Whether you visit Victoria, BC for a single overnight or an extended stay there are ways to have a priceless experience without breaking the bank.
Enjoy a pair of explorers’ travel log, giving you the encouragement to set sail for an affordable – yet unforgettable – budget Victoria visit.
2 guys (a father and college-age son on Spring Break from University)
2 days + 1 night
1 ‘Must See’ Attraction
Port Angeles to Victoria, BC
$298 USD TOTAL
Setting Sail – The Port Angeles Coho Ferry terminal is full of warmth and wonderful maritime displays, celebrating sailing heritage since 1959.
The 90-minute crossing quickly arrives in Victoria, already bustling with water taxis morning rowers and float planes flying to and fro.
Getting around – It’s apparent while entering Victoria harbor for docking that there is so much to see and so many places to explore. Just steps away from disembarking the M.V. Coho is the inviting grand lobby of the Fairmont Empress Hotel. Witnessing where the High Tea takes place, and the mix of fine Victorian English pergola’s and Canadian First Nations totems is doubly honoring to both cultures.
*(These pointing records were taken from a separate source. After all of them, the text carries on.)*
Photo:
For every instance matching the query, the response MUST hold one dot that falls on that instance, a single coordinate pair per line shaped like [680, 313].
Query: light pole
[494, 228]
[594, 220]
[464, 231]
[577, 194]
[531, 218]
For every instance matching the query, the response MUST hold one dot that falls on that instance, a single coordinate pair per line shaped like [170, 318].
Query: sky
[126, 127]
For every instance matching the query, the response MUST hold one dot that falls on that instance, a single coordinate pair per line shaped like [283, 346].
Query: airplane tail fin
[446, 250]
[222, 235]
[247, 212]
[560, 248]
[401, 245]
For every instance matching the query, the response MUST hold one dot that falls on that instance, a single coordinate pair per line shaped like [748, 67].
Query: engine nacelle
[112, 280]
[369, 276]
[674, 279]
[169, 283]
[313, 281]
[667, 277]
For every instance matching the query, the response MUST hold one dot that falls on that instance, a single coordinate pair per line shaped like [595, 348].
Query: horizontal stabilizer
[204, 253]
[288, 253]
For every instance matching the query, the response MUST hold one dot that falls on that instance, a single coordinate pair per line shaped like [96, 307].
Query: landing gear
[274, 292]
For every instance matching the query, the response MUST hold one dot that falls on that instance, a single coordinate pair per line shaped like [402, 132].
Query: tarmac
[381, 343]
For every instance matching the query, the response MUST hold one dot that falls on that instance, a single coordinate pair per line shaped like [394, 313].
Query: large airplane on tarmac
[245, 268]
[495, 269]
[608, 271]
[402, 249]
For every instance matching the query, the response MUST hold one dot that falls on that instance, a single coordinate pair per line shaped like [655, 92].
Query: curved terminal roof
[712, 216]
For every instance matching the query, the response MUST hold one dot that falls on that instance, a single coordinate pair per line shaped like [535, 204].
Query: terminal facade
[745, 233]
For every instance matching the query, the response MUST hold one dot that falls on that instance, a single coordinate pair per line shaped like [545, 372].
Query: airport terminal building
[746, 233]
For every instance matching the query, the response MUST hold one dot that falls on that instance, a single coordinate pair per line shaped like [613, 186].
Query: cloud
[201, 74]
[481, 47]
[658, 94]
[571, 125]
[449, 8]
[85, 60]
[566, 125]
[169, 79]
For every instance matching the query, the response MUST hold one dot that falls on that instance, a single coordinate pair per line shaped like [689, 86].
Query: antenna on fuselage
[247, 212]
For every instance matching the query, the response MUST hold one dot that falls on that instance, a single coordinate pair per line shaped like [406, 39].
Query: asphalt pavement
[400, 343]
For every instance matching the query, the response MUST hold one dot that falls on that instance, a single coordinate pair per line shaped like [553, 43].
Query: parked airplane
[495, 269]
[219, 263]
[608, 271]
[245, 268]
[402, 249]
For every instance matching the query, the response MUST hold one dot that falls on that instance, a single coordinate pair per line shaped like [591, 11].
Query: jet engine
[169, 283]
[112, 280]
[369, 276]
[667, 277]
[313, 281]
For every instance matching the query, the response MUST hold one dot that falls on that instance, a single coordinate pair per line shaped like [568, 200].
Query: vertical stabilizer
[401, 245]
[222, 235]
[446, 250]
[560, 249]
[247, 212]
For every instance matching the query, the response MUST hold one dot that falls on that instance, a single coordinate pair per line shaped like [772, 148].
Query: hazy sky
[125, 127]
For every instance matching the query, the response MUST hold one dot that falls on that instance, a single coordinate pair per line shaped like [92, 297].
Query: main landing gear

With limited time and this single eye-full of Victoria wonder we both exclaim; “We need to see about renting bikes!?”
Which quickly leads us to the uber helpful Empress concierge / tour desk, and the good news that we are mere steps away from Cycle BC.
Their selection of bikes is divine. However, the call of Peter Fonda’s “Easy Rider”, and the itch of the open road on 49cc mopeds was calling to us. Thankfully, our visit was in late winter, mid-week, and the rush of tourist hadn’t yet descended upon British Columbia, so we were able to negotiate a super BOGO 24-hour rental deal. Soon hitting the streets, (not highway legal!), of Victoria! “Beep Beep”!
TIP – It never hurts to ask for a discount. Thanks to Matt and the Cycle BC team for helping expand our Victoria visit possibilities care of to these extra fun mopeds.
And as a bonus – we get a local’s take on authentic Victoria places we are sure not to miss.
And fun we had!
Riding along the waterfront on Dallas – into- Cresent – into – Beach Drive was outstanding!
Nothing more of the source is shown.